Publisher: © 1946 Harcourt, Brace & Co., USA, New York.
The First U. S. Edition.
Advance Confidential Copy.
By Daniel J. Leab:
ANIMAL FARM, “advance confidential copy”, ink-stamped “Review Copy” and giving the details of publication on the front wrapper. There is edition with similar design from Christopher Morley, “Animal Farm by George Orwell”, reprint from the August 1946 Book-of-the-Month Club News.
While struggling to find an English publisher, Orwell at the recommendation of Partisan Review friends sent the manuscript to the Dial press in New York, whose rejection included the assertion that “it was impossible to sell animal stories in the U.S.A.” Various other U.S. publishers, including, recalled Frederic Warburg, “top firms as Harper, Knopf, Viking, and Scribner”, also rejected it.
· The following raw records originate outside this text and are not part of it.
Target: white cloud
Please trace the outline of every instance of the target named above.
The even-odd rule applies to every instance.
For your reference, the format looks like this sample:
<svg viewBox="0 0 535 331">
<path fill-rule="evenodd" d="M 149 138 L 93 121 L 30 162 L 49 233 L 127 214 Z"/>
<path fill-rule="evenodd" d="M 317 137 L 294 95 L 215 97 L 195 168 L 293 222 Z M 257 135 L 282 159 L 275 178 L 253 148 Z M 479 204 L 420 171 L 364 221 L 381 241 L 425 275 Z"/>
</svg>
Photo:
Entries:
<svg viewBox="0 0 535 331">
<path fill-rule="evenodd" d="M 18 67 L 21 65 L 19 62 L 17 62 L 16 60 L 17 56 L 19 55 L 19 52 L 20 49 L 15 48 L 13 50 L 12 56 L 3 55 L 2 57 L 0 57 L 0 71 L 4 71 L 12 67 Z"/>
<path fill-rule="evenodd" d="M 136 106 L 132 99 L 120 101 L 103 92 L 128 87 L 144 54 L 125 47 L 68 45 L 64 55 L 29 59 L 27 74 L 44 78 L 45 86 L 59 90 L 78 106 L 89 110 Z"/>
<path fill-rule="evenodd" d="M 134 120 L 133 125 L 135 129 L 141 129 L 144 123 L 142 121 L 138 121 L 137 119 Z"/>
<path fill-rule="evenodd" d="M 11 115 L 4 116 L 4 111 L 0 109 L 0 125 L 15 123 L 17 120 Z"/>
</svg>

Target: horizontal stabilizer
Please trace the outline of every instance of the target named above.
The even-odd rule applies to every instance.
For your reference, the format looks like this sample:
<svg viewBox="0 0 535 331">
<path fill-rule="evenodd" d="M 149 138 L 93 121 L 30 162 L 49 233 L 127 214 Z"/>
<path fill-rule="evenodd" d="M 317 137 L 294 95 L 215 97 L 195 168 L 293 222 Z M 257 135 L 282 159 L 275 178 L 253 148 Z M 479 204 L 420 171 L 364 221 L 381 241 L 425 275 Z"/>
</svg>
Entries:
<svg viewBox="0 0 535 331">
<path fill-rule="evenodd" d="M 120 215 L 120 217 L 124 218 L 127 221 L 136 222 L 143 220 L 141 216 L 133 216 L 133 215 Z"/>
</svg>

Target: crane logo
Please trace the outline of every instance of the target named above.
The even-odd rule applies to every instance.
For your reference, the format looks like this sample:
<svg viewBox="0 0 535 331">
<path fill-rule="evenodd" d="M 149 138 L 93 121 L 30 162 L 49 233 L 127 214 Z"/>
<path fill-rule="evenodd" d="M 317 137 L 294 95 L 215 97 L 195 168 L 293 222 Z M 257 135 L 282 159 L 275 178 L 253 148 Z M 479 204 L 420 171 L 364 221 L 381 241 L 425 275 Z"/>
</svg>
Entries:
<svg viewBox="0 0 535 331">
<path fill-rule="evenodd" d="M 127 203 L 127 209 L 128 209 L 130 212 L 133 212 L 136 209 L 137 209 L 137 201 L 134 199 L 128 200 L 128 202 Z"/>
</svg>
But towards the end of 1945 Harcourt, Brace had “the courage” (Orwell's words) to accept it, but dropped the subtitle “A Fairy Story”, as did all translations in Orwell's lifetime except that into Telugu (a language of the Indian sub-continent). Harcourt, Brace in August 1946 published a print run of 50,000 copies, and it was also a Book-of-the-Month Club choice (whose two print runs totaled over 500,000 copies). Animal Farm was enthusiastically endorsed by the club's editorial board — the critic Christopher Morley (who had been on the BMOC-board since its organization in 1926) called the book “one of the great political satires”. And most U.S. reviewers agreed with him. Edmund Wilson compared Orwell to Voltaire and Swift and called the book “absolutely first rate”.